After almost two months of sickness and discomfort from Lyme disease Jeanne is back on her feet feeling normal again. We are on the boat this weekend as well, and that is a really good thing. As short as summer is in Vermont it’s a shame to waste any of it, and we hope it lingers well into September so we can enjoy the lake a little longer.
Fall and Winter are not far off in any event.
The top of our woodpile is now arms’ length high, I measured it to be five and a third cords, plenty for us. Most of the firewood is nice and dry, perfect for the woodstove when it comes time to start burning it. Meanwhile we’re enjoying summer’s peak just before Labor Day arrives. Oh, the fatalism of Vermonters in summer.
Now that we are two months past its meridian height and the Sun sets before eight o’clock in the evening our bodies are reacting to the waning light. I’ve noticed a little weight gain – only in myself of course – and have to watch my appetite. It’s a (losing) challenge to keep from reaching out for more at meals or idly opening the refrigerator door every time I wander through the kitchen. Its the hibernation instinct’s siren song: Fatten up Bruno, fatten up, snow is coming!
Appropriately, it’s also Sweet Corn season. The ‘secret’ of grilling corn-on-the-cob: Shuck all but two layers of husk off the ears and cut the silk back to just hide the ends, then soak in cold water for at least an hour. Grill to perfection in twenty minutes over medium heat. Turn often. Does corn ever pack on the fat! – especially with butter. Pass me another.
Friends came over the other afternoon, Rodger and his wife Susan joined by our neighbor Daland, for refreshments and dinner. Rodger installs solar systems and said that he could evaluate our properties for solar arrays, which he did. Daland and I hadn’t known much about the process and found that it is pretty complicated and may or may not be what we should try. Siting of an array is important but soil make-up is critical, a detail that surprised both of us. Solar arrays are being touted as the answer to our energy needs and they are springing up all over Vermont. Both Daland and I are interested in contributing to the alternative energy effort and to help pay our own electrical bills.

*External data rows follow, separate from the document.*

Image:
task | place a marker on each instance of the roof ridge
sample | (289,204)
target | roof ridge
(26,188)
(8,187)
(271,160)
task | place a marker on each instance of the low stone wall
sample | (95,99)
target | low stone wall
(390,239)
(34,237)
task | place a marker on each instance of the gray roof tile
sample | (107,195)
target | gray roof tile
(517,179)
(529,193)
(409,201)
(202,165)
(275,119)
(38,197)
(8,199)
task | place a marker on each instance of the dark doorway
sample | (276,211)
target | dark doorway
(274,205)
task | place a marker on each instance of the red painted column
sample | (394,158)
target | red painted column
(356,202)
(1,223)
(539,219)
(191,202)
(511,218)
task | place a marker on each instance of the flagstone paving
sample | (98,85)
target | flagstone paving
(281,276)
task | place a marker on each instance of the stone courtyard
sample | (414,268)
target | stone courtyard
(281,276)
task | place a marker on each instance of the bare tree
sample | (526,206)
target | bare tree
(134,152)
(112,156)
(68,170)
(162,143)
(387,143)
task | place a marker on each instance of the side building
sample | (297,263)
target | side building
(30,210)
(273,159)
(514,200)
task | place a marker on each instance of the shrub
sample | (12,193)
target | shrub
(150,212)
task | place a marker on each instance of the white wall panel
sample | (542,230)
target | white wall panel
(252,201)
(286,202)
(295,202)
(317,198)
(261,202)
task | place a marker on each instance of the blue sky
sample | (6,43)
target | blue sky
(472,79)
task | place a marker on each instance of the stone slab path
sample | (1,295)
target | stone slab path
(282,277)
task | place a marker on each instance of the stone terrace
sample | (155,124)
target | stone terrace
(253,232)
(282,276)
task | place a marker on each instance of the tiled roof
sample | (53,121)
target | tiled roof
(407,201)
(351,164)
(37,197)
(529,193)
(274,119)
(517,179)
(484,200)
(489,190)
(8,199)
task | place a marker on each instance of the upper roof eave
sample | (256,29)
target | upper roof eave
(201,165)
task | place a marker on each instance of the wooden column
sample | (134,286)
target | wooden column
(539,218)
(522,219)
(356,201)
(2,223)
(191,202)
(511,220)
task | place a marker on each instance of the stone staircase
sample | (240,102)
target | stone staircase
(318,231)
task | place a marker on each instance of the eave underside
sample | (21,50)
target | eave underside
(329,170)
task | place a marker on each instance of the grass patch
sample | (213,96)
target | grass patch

But the payoff time is considerable and government subsidies come to an end in 2016 so it’s unsure what we’ll do. I heard on public radio that electrical energy can now be produced from waste heat, the science of advanced thermocoupling. Maybe we’ll be getting power from our wood stoves next!
Up on deck the sun is burning down, Jeanne is polishing stainless and Lake Champlain reflects an almost cloudless sky on this windless afternoon. So lucky we are to be here.